Quelques statistiques sur le Show du Refuge

- Le tout premier spectacle-bénéfice venant en aide au Refuge des Jeunes avait eu lieu au Club Soda, le 26 novembre 1991, sous le nom Des pas dans la ville. Le Refuge était alors menacé de fermeture. Un an plus tard, le rassemblement adoptait le titre qui allait lui rester, le Show du Refuge.

- 145 artistes (chanteurs, humoristes, groupes) ont participé bénévolement à l’une ou l’autre des éditions du Show du Refuge.

- Présenté tour à tour au Club Soda (1991), au Spectrum (1992-1999), au Métropolis (2000-2004), au Théâtre St-Denis (2008-2010) et à la Place des Arts (2005-2007 et 2011-2015), le Show du Refuge a accueilli 31 741 spectateurs.

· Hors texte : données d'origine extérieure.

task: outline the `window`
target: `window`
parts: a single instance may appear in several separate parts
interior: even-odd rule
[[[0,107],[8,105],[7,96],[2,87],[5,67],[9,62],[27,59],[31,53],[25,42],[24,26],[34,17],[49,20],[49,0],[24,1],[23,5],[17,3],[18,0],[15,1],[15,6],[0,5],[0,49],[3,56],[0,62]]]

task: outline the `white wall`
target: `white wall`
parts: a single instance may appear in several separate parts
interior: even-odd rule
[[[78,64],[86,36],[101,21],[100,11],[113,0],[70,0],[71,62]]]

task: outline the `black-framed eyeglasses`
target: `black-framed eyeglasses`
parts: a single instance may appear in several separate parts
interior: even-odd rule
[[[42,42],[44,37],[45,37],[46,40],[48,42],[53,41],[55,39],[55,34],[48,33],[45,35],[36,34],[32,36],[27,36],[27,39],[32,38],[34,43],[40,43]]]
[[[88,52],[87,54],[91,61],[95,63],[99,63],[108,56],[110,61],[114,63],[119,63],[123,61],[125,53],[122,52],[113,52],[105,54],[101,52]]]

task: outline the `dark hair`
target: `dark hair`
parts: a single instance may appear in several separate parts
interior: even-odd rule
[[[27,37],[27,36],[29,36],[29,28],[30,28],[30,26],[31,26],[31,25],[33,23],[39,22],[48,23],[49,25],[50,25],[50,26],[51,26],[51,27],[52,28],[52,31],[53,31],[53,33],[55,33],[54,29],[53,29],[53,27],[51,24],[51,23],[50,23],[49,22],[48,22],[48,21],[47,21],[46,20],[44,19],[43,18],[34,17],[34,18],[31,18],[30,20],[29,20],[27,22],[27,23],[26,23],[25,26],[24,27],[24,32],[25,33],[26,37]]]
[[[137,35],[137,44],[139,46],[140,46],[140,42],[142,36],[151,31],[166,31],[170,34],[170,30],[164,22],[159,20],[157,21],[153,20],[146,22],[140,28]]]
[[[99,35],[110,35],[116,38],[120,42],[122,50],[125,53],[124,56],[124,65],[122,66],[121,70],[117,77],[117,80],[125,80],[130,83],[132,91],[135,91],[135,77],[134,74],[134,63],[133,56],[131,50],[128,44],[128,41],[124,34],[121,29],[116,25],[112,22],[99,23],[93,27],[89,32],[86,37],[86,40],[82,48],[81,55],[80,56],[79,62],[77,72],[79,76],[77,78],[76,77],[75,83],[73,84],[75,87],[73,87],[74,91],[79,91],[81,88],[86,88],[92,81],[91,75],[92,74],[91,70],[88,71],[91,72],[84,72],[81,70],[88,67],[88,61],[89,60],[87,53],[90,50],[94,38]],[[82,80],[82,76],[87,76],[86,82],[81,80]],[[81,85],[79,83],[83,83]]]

- En 1991, le Show du Refuge se déployait devant 218 spectateurs. En 2014, 2149 personnes y assistaient. L’année la plus achalandée a été 2007, avec un public de 2596 curieux.

- Le Show du Refuge est télédiffusé à Radio-Canada depuis 1993, à la suggestion du producteur Guy Latraverse, qui avait eu l’idée de le présenter dans le cadre des Beaux Dimanches, ce qui a considérablement accru la visibilité de l’événement. Guy Latraverse en est d’ailleurs toujours l’un des producteurs.

- La mouture télévisée du Show du Refuge a été finaliste au Gala des Prix Gémeaux et au Gala de l’ADISQ à huit reprises. Elle a remporté trois Félix et un Gémeaux.

- Les profits recueillis grâce au Show du Refuge sont en constante croissance d’année en année. En 24 ans, on a ainsi amassé 4 633 649$. On espère franchir le cap des 5 millions cette année.